The name of the denim company is NYDJ, which does not, unfortunately, stand for New York Designer Jeans (which sounds like the brand of an acid-washed denim wallet you bought in the East Village from a street vendor in 1993). It stands for:
Not Your Daughter's Jeans.
I put the jeans on hold until Friday, which was my payday, but that wasn't really why. I wanted to go home and do Internet research about the company to make me feel better about buying them, because I really wanted to buy them, but the name was stopping me.
The website didn't really help. It was mostly faceless testimonials from women who loved the jeans, but suspiciously, didn't talk about their age at all. They were definitely moms. There's one part that says: “Look good in jeans... again!” UGH. It's possible that I'm the only person in their 20s who has ever considered buying NYDJ, but probably not.
Eventually, after I tamed my ego, I had to come to peace with it myself, without the reassurance of anyone else. That's how life works anyway, right? Ideally you get to a place where you are satisfied being you, despite what assessments anyone else might make about you based on your jeans.
I remember a conversation between my Mom and Nana at the kitchen table of our old apartment in Sheepshead Bay, Brooklyn, when I was about 10 years old.

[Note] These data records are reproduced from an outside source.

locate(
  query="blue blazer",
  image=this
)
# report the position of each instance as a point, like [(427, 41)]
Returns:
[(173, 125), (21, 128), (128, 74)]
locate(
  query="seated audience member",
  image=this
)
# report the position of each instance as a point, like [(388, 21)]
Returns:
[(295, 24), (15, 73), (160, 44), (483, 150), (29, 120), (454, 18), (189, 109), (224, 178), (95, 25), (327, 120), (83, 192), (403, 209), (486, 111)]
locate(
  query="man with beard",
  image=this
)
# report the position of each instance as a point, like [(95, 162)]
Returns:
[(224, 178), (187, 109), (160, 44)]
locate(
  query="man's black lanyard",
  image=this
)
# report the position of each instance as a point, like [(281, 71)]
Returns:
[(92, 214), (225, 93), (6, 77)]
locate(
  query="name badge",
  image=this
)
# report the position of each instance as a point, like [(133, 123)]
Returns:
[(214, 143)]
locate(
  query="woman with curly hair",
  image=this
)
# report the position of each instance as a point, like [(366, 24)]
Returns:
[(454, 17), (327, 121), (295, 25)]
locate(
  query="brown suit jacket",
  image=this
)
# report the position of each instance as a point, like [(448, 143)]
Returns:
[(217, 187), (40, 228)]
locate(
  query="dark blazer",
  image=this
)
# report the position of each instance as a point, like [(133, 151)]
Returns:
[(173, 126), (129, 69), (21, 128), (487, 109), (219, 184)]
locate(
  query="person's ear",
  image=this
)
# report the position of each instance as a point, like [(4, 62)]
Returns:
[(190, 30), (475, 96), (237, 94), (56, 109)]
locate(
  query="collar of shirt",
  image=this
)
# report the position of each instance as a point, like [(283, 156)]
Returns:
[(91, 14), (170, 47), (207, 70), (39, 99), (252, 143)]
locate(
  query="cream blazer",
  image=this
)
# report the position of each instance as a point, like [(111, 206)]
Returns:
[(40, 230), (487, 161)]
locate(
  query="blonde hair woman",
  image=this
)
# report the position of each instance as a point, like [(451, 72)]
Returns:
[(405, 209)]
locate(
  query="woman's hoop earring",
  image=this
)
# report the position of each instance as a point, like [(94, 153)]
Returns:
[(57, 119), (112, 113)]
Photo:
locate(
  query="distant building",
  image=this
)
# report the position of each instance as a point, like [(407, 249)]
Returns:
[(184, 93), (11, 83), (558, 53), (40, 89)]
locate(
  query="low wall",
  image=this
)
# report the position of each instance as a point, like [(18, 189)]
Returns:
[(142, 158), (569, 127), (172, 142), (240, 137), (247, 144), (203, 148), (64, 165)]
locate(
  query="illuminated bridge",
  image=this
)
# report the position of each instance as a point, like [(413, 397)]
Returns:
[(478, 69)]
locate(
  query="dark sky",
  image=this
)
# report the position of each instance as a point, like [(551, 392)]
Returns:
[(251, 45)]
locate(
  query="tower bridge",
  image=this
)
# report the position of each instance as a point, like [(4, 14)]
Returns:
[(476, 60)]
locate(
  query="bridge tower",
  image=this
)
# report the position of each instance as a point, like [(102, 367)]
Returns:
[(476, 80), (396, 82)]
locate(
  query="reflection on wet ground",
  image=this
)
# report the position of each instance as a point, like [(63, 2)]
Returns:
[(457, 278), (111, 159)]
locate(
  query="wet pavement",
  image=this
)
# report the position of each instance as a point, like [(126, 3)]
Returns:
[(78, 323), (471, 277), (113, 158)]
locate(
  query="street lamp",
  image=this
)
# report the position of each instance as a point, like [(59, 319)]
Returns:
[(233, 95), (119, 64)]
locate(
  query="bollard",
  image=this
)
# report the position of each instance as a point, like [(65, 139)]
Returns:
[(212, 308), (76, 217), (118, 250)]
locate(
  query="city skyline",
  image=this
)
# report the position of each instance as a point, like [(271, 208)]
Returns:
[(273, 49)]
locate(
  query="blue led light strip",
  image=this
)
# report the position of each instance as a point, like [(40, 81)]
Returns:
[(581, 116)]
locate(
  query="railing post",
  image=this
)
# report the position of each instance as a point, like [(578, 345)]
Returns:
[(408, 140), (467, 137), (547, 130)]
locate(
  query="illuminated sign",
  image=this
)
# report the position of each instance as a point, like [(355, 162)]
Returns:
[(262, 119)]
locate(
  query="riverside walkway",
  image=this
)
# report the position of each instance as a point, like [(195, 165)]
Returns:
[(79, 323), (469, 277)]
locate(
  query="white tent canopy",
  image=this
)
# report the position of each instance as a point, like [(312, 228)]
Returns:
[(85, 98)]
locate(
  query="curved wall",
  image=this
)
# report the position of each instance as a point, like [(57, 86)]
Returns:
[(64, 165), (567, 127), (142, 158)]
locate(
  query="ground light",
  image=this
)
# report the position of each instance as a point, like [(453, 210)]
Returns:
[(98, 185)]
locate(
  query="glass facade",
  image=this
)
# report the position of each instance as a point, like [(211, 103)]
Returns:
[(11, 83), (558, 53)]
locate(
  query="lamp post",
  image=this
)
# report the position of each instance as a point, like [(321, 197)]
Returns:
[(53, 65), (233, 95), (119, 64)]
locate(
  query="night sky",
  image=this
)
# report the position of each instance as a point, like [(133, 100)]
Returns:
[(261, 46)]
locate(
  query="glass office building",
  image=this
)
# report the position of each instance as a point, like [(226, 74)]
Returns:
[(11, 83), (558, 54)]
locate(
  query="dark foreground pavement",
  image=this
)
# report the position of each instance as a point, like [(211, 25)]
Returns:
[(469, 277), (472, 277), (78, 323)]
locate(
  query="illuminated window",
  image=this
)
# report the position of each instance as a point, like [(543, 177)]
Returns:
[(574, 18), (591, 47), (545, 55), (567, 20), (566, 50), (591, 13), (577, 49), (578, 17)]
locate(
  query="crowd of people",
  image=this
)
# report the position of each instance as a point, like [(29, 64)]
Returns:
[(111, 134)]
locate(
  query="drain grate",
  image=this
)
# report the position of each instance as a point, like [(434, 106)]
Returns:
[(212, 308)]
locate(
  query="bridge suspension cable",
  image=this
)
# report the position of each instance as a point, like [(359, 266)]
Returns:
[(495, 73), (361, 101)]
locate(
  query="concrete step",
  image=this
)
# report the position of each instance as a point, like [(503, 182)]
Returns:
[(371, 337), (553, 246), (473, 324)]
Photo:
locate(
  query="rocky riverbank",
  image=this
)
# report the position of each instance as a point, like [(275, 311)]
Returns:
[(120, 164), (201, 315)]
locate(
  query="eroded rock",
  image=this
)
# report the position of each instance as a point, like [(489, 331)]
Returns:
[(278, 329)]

I'm not sure what the conversation was about, probably my Nana's propensity to fart loudly in public, but my she said, “When you're my age, you stop giving a sh*t about what anyone thinks about you, because you've been through enough to know what you're made of.” Nana was a smart lady.
I'm not saying I'm emotionally there, but I bought the jeans on Friday. I'm wearing them right now, and at the coffee shop this morning, a dude was totally staring at my butt. Here's the thing: If you don't dress like a mom, they don't look like mom jeans. They're normal jeans with a very specific ad campaign.
If you've got hips and a butt, like me, I totally recommend them. I think they even have plus-sized jeans, too. The only indication of the brand is the engraved button, and you can get creative re-imagining the anagram into something that isn't cringe-inducing. Like: Now You're Dancing, Jenny! Or, New York Danger Jams. Those are both terrible. Regardless, you'll look hot, and you won't have to buy jeans for a while. Do it! Look hot in jeans... AGAIN!